1

I've got a list of lists, containing strings. After much assorted regular expressions work, I've inserted what I'd like to use as a delimiter, @@@, into my strings:

[['@@@this is part one and here is part two and here is part three and heres more and heres more'],
 ['this is part one@@@and here is part two and here is part three and heres more and heres more'],
 ['this is part one and here is part two@@@and here is part three and heres more and heres more']
 ['this is part one and here is part two and here is part three@@@and heres more and heres more']
 ['this is part one and here is part two and here is part three and heres more@@@and heres more']]
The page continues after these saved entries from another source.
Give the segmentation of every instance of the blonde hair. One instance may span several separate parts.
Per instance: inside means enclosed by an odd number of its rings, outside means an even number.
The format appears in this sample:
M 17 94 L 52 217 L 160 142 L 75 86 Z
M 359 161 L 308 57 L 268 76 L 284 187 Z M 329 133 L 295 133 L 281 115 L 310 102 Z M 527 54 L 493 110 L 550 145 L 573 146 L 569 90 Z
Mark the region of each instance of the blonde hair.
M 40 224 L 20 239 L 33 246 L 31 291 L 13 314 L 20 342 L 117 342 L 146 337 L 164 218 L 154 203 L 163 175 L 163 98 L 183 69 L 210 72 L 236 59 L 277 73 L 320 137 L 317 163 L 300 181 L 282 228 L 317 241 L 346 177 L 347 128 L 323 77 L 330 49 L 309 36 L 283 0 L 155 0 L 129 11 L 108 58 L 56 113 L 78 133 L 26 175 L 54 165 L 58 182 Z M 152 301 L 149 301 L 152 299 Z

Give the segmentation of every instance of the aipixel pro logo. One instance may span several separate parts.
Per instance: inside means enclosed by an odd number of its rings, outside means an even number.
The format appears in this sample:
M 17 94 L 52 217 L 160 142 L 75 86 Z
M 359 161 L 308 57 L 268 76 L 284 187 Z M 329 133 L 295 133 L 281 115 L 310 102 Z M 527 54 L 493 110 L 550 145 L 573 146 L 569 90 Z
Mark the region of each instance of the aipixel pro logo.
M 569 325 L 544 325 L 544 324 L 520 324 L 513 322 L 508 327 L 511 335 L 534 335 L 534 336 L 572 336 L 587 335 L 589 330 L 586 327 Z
Now, I need to come up with this:

[['this is part one'],['and here is part two'],['and here is part three'], ['and heres more'], ['and heres more']]  

So far my attempts are bloated, hacky, and generally ugly. I find myself splitting, combining, and matching. Can anyone recommend some general advice on this type of problem, and what tools to use to keep it manageable?

EDIT please note! and heres more indeed appears twice in the ideal output!

tumultous_rooster
  • 12,150
  • 32
  • 92
  • 149
  • Can you clarify the rule regarding when "and here's more" should be included in the output? Should it only appear in the output list once? Also, the lists embedded within your input list all be separated by commas? – Boa Mar 12 '15 at 01:45
  • Thanks for the question. There is possibly duplicated text...which must remain, and order must still be kept. – tumultous_rooster Mar 12 '15 at 01:47

1 Answers1

1

I think you actually need to grab all the characters which is just after to @@@ upto the next and or string end.

>>> [[m] for x in l for m in re.findall(r'@@@(.*?)(?=\sand\b|$)', x[0])]
[['this is part one'], ['and here is part two'], ['and here is part three'], ['and heres more'], ['and heres more']]
Avinash Raj
  • 172,303
  • 28
  • 230
  • 274